4 Aussies ended up with century's from the First Innings. Fee Fi Fo Fum, I smell the blood of an Englishman. We assume the Aussies will live happily ever after.
(Warning: This Post will sound more entertaining if you read it in an English accent, like the fat controller in Thomas The Tank Engine.)
AFL....Just when you dared to remove the Ice Pack from your forehead after watching Geelong V St Kilda, they hit you with blockbuster number 2! The Pies and the Dogs! 2 Sides so Evenly matched, you can only squeeze one measly point between them! The Pies take the cake as the Double D's (Davis & Didak) continue to wreak havock.
The game could have gone either way in the end. Just when the Pies looked to be in control, there was a 6 goal surge by the Dogs in the last quarter. And just like against the Cats, the Dogs lose by a whisker ;-)
Barry Hall has punched his last Jaw. The former Saint (St Kilda player that is, not good guy), and Current Swan retires due to anger management problems, funnily enough. Ahh Barry, we will miss your intimidating glare.

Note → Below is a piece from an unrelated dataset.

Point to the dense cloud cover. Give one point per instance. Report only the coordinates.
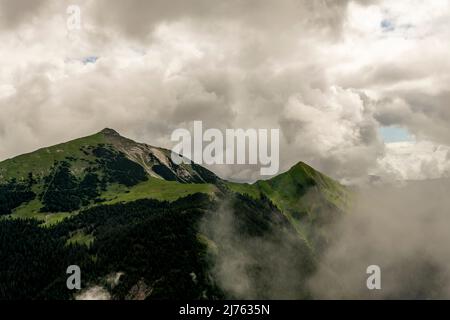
(328, 73)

He retires on this score sheet:
Barry Hall Bio
Sydney 2002-06,
-250 games
-273 goals
- 2 Knockouts

Wise man once say; 'no Ablett, no Geelong'. this week wise man say; 'no Ablett, Scarlett, Milburn, Ling, Kelly, Johnson, Ottens, Mackie and Varcoe, No F%$#ing team left at all!' Literally. The Lions pounce on the depleted Cats as Geelong lose 2 in a row for the 1st time in Joel Selwoods career.

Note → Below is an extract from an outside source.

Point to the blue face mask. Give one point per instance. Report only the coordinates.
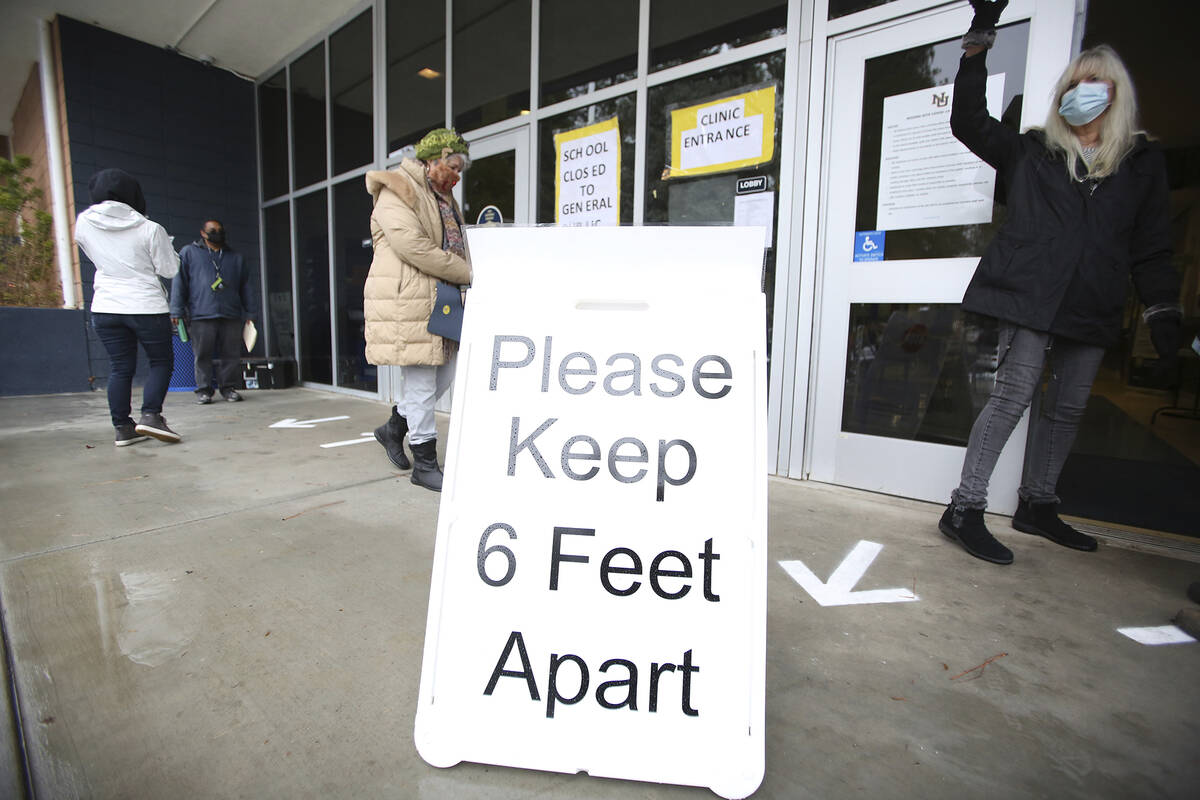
(1084, 103)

The Crows had an impressive 117 point win over the Dockers with 'The Porpus' Jason Porplyzia getting 5 goals. Fev had a Record haul too for the Blues with 9.
Rugby League..Roosters player Nate Myles defecates semi-naked in a hotel lobby. In his defence a member of the Footy Show said; 'if a naked, hungover footy player knocked on your door and asked to do a poo in your room at 3am, would you let him? Dont think so'....Maybe not but Im betting a 5 Star hotel would have a toilet in the Lobby guys. Maybe not a 2 star, but a 5 star for sure ;-).

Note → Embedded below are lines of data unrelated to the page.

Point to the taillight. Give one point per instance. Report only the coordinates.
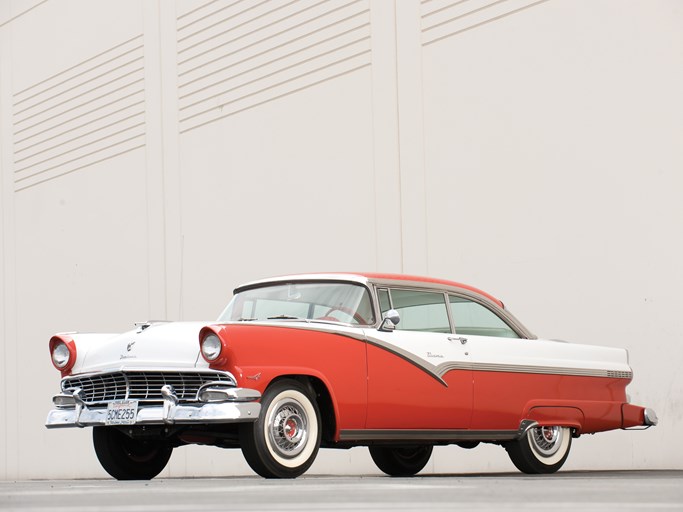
(63, 353)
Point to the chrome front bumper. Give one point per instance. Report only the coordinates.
(217, 404)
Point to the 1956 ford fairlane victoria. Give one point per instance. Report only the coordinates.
(396, 363)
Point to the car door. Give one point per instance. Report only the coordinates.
(417, 373)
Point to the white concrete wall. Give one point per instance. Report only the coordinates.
(154, 154)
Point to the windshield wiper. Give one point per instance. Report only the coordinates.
(284, 317)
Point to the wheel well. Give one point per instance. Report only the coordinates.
(324, 400)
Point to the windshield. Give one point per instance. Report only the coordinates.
(332, 302)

Yes I'm aware he kind of looks like he's doing a poo in this pic, ahh the irony.THAT IS ALL.
.*Disclaimer: The Sports Lounge may contain 2/3 of your daily fibre intake. No this does not mean we will give you the shits. Warning this last paragraph may not be accurate. Conditions apply and portions of this blog have been edited for your discomfort. Spoken by Tan for the Sports Lounge Party Melbourne (say that last sentance really fast).